Adam: Worth noting – at a time when “teen movie” meant horny guys and gratuitous nudity, John Hughes gave us movies centered around Molly Ringwald and Ally Sheedy. With the possible exception of Sloane in Ferris Bueller’s Day Off, women weren’t sex objects in his films or empty slates, but fully-formed central characters. Compare that to today’s Apatovian universe.

Alex: It's fall of my senior year in high school and distinguished alum John Hughes is on campus filming scenes for a new film starring the guy from "War Games." Interiors are being shot nearby at a shuttered high school, Maine North, which was also used for "The Breakfast Club." We are given permission to miss school to appear as extras in the film, but, unfortunately my football coach is not as understanding, and when I explain to the production assistant that I will have to leave early for practice, I am told it is either all day or nothing. I chose football over film, a decision I regret to this day whenever I happen upon "Ferris" and see dozens of my big-haired classmates roaming the halls of Shermer High School or sitting in Sloane's history class.
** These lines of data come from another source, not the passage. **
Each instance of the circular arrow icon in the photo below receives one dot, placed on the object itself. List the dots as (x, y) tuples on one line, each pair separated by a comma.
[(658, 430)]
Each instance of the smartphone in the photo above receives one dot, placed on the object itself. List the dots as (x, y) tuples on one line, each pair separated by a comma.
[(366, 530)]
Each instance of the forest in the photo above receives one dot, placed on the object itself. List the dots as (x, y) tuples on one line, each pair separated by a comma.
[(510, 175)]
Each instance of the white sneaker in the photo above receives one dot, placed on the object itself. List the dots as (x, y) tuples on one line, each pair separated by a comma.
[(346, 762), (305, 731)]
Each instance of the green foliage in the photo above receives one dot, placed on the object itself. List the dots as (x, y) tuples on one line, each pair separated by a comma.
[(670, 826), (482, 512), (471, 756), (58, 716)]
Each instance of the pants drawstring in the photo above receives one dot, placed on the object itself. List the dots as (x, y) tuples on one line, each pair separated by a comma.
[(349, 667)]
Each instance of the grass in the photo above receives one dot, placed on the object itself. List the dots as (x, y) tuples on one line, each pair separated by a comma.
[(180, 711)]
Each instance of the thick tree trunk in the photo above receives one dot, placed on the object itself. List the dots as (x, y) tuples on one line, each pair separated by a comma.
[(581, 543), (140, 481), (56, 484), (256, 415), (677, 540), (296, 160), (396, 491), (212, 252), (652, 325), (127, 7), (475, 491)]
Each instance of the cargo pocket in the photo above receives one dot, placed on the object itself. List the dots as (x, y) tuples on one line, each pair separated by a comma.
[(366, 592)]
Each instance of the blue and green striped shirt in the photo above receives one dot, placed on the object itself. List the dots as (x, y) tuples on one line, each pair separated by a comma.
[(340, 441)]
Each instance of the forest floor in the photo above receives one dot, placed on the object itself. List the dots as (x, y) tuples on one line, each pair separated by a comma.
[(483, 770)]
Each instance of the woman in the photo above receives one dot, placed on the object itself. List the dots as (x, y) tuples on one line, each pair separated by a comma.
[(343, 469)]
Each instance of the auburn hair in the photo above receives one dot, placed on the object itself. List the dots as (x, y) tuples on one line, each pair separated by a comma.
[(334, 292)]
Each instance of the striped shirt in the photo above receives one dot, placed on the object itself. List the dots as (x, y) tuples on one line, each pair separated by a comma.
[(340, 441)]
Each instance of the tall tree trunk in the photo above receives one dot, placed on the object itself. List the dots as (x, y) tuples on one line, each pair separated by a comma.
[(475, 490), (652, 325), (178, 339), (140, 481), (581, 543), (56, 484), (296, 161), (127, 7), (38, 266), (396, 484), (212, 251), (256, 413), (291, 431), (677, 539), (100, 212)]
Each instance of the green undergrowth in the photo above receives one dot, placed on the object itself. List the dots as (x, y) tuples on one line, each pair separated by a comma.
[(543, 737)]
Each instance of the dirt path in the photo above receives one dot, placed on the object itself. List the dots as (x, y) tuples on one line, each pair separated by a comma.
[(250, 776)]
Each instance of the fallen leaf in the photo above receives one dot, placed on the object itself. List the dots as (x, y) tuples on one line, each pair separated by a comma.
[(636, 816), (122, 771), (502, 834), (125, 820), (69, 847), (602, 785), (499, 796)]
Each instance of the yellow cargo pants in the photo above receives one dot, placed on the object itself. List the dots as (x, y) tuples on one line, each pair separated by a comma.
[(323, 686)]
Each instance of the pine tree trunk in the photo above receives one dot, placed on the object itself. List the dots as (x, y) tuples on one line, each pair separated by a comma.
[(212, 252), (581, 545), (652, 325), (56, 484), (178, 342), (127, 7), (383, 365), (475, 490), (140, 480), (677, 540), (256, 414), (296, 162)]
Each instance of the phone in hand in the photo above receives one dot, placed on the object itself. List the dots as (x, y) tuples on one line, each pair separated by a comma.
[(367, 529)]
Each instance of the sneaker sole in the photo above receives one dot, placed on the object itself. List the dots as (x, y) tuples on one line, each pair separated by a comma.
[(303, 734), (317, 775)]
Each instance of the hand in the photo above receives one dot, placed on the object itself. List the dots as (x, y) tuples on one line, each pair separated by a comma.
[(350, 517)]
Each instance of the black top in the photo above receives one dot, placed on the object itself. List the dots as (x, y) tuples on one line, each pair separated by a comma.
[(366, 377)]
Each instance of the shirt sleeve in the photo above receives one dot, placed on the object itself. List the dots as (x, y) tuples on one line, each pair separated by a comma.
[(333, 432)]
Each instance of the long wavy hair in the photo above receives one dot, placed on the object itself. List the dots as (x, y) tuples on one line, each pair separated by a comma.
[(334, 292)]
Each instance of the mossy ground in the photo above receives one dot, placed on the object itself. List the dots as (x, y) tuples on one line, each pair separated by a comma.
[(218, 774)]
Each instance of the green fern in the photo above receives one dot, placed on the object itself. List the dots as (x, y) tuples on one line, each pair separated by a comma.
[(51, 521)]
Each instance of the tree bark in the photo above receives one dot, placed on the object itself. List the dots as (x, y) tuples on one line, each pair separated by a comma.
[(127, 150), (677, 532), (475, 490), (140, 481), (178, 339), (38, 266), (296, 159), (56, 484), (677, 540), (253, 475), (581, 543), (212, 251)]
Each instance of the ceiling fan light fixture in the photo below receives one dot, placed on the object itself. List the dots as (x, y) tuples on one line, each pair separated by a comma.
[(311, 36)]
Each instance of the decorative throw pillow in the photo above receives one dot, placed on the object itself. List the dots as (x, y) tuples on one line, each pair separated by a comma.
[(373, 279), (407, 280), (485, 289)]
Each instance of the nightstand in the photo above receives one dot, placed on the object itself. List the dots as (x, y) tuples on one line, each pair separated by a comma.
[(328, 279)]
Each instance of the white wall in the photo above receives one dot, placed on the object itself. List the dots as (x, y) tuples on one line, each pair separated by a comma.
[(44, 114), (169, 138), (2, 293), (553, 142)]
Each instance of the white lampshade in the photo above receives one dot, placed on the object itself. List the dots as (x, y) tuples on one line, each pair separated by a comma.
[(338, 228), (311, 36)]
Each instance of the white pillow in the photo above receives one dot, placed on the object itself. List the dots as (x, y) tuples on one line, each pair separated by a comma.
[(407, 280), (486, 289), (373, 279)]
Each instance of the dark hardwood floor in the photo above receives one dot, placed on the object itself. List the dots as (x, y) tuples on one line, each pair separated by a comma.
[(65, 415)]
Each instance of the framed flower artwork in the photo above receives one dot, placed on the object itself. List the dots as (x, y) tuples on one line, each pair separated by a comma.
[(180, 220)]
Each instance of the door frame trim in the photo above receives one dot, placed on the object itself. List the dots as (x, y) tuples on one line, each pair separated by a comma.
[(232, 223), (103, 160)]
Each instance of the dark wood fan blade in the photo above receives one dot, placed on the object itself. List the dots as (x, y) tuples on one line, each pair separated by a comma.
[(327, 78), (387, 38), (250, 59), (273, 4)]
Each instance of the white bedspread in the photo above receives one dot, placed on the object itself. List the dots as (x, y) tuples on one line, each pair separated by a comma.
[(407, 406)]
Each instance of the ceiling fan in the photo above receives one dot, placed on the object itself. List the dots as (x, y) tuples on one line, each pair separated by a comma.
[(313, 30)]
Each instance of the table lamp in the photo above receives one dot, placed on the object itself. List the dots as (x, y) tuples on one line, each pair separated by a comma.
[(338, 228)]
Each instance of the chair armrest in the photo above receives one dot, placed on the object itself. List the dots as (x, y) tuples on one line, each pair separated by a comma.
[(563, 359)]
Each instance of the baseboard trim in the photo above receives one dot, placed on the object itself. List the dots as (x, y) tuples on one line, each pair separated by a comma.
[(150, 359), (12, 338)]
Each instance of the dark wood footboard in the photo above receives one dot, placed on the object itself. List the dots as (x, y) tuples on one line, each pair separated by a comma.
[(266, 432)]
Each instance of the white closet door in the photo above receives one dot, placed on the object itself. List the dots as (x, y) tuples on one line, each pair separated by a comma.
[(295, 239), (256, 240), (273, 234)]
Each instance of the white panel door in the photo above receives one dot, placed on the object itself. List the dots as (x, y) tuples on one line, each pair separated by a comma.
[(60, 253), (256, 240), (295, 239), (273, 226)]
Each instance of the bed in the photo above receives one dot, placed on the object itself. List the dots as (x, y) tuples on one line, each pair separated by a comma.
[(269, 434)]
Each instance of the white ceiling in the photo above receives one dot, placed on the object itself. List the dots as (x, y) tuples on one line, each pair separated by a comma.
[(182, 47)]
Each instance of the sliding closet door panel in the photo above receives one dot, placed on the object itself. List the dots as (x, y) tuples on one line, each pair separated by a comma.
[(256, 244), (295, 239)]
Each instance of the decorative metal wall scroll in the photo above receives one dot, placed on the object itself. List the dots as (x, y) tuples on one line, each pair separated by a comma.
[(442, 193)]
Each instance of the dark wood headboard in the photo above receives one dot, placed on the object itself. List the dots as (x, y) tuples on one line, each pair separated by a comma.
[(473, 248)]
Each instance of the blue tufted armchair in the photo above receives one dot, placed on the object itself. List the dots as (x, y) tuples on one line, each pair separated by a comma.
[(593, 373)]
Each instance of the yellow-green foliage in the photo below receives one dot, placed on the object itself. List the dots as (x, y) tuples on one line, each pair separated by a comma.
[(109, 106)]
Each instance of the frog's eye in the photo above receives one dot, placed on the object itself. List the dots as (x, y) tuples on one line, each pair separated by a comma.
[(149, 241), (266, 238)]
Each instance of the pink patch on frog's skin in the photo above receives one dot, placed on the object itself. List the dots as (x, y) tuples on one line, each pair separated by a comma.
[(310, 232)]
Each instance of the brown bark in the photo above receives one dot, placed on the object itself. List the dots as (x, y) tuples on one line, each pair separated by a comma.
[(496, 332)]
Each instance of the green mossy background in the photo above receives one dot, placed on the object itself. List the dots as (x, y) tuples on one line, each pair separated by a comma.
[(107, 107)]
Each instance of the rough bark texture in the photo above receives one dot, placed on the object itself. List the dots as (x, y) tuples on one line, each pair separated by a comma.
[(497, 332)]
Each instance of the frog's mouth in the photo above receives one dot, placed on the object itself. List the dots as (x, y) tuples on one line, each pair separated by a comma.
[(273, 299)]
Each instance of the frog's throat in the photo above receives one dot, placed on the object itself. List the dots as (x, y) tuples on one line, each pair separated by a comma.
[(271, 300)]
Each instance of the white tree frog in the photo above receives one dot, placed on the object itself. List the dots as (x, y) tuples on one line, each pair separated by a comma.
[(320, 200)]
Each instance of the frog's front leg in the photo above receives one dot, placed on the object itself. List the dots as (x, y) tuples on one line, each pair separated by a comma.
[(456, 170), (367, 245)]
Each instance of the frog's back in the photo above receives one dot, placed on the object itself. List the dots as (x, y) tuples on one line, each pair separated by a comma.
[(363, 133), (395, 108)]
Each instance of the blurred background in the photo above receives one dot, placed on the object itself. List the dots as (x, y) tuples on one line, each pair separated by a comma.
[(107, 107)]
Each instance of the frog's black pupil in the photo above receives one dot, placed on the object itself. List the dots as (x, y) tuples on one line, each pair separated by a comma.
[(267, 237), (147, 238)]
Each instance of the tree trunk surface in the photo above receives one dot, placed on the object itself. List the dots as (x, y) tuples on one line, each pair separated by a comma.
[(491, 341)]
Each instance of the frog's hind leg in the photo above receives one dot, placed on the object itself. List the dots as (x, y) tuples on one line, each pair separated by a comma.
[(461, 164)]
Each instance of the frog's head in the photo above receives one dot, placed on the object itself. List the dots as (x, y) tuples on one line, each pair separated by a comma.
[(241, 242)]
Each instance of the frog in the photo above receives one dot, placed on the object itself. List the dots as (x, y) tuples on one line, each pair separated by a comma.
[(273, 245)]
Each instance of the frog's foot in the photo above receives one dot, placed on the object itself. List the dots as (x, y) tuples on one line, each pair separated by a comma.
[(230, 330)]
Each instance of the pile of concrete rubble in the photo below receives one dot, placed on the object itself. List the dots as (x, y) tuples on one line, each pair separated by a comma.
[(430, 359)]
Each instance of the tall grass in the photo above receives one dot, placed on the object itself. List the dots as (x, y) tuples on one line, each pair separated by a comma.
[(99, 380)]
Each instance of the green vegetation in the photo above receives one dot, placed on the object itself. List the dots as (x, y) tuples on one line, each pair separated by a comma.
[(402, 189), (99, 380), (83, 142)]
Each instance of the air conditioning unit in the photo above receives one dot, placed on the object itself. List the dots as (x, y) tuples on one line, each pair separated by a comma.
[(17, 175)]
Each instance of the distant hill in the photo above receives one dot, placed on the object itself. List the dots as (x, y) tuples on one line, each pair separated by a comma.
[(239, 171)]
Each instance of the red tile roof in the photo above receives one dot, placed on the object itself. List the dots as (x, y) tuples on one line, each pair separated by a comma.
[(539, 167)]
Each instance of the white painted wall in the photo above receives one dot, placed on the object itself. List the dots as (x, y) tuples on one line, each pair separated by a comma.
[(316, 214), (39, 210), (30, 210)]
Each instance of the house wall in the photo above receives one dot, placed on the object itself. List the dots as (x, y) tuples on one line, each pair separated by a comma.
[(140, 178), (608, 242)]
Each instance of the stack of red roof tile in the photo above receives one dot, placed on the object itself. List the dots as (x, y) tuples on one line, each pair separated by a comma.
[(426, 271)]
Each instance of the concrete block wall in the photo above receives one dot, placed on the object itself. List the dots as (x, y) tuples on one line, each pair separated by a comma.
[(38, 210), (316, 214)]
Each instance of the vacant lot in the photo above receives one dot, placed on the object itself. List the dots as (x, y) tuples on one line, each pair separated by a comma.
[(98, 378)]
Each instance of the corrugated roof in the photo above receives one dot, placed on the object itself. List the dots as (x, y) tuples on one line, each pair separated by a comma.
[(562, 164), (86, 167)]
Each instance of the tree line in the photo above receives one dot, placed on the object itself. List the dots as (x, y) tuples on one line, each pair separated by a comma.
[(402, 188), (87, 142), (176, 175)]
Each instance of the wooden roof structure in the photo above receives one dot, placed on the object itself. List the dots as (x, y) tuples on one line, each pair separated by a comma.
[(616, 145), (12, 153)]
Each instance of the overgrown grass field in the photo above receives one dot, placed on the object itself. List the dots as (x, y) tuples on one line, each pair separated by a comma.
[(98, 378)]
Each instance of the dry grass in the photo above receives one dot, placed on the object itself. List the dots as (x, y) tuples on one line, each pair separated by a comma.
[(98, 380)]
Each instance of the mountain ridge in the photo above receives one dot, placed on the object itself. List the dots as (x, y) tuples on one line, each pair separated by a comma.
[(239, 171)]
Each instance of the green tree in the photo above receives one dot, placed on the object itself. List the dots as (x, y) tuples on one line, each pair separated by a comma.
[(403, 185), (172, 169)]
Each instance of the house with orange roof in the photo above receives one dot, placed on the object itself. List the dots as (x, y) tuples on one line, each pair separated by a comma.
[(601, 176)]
It's simply impossible to imagine my teen years without Hughes' films and the music featured prominently in them. Beyond Hughes' uncanny ability to perfectly capture life on Chicago's North Shore in the mid-80s, his films serve as a tour to my teen years, be it the local mall featured prominently in "Weird Science," the grocery store I worked at in "She's Having a Baby," or the football field where I helped lead our team to a 3-6 record and Bender triumphantly pumps his fist at the end of "The Breakfast Club." Even today I live less than a half-mile from both Cameron and Jake Ryan's house.

For a generation, Hughes was the cool uncle who still remembered what it was like to be a teen in a world full of Rooneys, Vernons, and Grandma Helens.

Kim: I'm chiming in a little late, and so have already read many of everyone's comments. What's interesting to me is that while everyone here considers Hughes to have been personally seminal in some way or another, the subset of his work driving that view is so different for each of us. For me it's just Breakfast Club and Ferris Bueller -- everything else is at best secondary. Along with just generally being the most perfect teen movie ever, Breakfast Club gave us the most fully realized "bad boy" of any film of my youth. For every girl who had the tendency to ignore the nice boy sitting next to her in class in favor of the guy cutting school to smoke under the bleachers, John Bender validated us. As for Ferris, it's not that it spoke to us all the way Breakfast Club did -- it's more that it provided us with a universe of common pop cultural experience to share together in the pre-look-up-all-the-funny-lines-on-imdb-and-find-lists-of-seminal-moments-on-random-blogs-like-this-one era. Each of us has seen the movie a million times, and we know that everyone else has as well. Who doesn't occasionally spout an "anyone? Bueller?" when faced with an unexpected silence? So that's how it is in their family . . . do you have a kiss for daddy? . . . pardon my french, but you're an asshole! . . . let my Cameron go . . . Ferris Bueller's on line two . . .

(Also: it is now 8:43 pm and no one has realized that Matt left "a princess" out of the tag line. For shame!)